В эту минуту дверь отворилась, вошел иерофант. Эрац безошибочно определил, что тут произошло.
Он подошел к Эринне и взял ее за руку:
— Пойдем, дочь моя! Прости ее, — прибавил он тихо. — Она раскаивается.
Эринна обернулась и увидела рыдающую Лаису.
— Прости ее. Она тоже любит его. Прости во имя богини.
Эринна раздумывала с минуту. Потом чуть слышно сказала:
— Я тебя прощаю, Лаиса.
Часть IV
Глава I
Проходили дни и месяцы.
После долгой зимы наступила запоздалая весна.
Земля зазеленела, оживились леса, птицы запели в новой листве лавров. Из травы выглядывали красные головки валерианы и голубые кисти полемонии, ветерок, насыщенный крепким запахом цветущего боярышника, пробегал между колоннами храмов.
В то время, как в природе все ликовало, скорбная душа Эринны все больше и больше уходила в себя. Только беседы с верховным жрецом, открывавшим ей сокровищницу своих знаний, служили ей утешением. Вечерами она наблюдала вместе со старцем течение небесных светил; днем, когда не было утомительных церемоний культа, бродила по окрестностям, посещала больных. Престарелый иерофант научил ее драгоценному искусству приготовлять мази и разные снадобья. Она лечила больных сама и затем имела удовольствие видеть, как маленькое, недавно страдавшее существо приносили ей со свежими щечками и веселой улыбкой.
Однажды Эринна увидела на крыше Парфенона огромную птицу с черными крыльями, которая долго сидела неподвижно. Она позвала верховного жреца, но в ту же минуту, птица, испустив протяжный крик, взмахнула крыльями и улетела в открытое море.
В тот же день, как только стало смеркаться, священная галера входила в Кантарос.
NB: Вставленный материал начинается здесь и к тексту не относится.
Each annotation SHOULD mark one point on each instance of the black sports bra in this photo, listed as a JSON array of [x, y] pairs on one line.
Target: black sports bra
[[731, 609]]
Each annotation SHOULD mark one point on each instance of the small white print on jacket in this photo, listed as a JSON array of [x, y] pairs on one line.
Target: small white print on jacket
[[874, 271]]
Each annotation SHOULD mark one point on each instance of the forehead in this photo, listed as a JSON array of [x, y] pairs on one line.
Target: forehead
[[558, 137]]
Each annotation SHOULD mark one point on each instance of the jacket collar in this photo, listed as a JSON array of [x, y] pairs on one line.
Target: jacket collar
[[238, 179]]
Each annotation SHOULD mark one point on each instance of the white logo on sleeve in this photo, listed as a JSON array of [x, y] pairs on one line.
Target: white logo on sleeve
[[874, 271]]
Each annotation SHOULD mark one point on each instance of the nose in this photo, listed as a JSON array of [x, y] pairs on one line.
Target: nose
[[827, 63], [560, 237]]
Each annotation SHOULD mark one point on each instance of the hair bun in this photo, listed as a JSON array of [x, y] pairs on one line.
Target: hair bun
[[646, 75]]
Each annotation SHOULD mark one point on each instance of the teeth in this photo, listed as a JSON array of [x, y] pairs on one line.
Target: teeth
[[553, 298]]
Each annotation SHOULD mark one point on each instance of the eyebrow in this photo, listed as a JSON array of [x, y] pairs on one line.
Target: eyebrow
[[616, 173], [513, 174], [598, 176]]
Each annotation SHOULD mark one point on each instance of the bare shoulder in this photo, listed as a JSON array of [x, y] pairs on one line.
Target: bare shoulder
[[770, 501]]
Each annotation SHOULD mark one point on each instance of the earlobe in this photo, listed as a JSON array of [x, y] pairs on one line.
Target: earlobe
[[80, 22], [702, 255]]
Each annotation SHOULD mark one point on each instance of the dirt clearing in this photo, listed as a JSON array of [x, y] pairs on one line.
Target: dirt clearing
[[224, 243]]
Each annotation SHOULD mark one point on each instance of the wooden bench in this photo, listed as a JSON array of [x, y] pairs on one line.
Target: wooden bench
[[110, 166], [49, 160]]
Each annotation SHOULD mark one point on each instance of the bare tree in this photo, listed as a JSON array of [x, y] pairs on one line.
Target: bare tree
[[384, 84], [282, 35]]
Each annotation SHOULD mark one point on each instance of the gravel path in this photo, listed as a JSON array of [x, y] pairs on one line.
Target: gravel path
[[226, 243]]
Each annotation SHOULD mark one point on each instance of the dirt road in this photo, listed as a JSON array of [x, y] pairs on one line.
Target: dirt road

Она медленно плыла лишь под одним парусом на бизань-мачте. Несколько гребцов молча работали веслами. Обломок грот-мачты, запутавшись в снастях, лежала поперек палубы; не было видно приготовлений, обычных при высадке на берег; на шканцах видны были какие-то люди, суетившиеся возле лежавших на палубе тел, по всей вероятности, возле трупов убитых…
Ужасная весть, которую она принесла скоро переходила уже из уст в уста. Она облетела Фалеру, Пиреи и Афины. На улицах и на площадях толпился народ, сперва шумно высказывавший свое сомнение, а потом притихший, охваченный скорбью и унынием. Все, богатые и бедные, свободные и рабы, заперлись в домах, чтобы оплакивать гибель своего отечества.
Это было полное поражение: ни войска, ни кораблей… Через несколько дней неприятель будет у ворот…
После того, как шестеро из военачальников, победивших неприятеля при Аргинузских островах, были приговорены к смерти, афинянам потребовалось не так много времени, чтобы устыдиться своей жестокости. Стыд перешел в раскаяние, раскаяние в гнев. Народное собрание постановило: казненным вождям воздать посмертные почести, а тем из них, которые избежали смерти, возвратить их прежнее воинское звание. Но стратеги теперь должны были командовать по очереди, каждый в течение одного дня. Это роковое условие, выдвинутое с той целью, чтобы помешать диктатуре одного лица, послужила причиной ужасного поражения.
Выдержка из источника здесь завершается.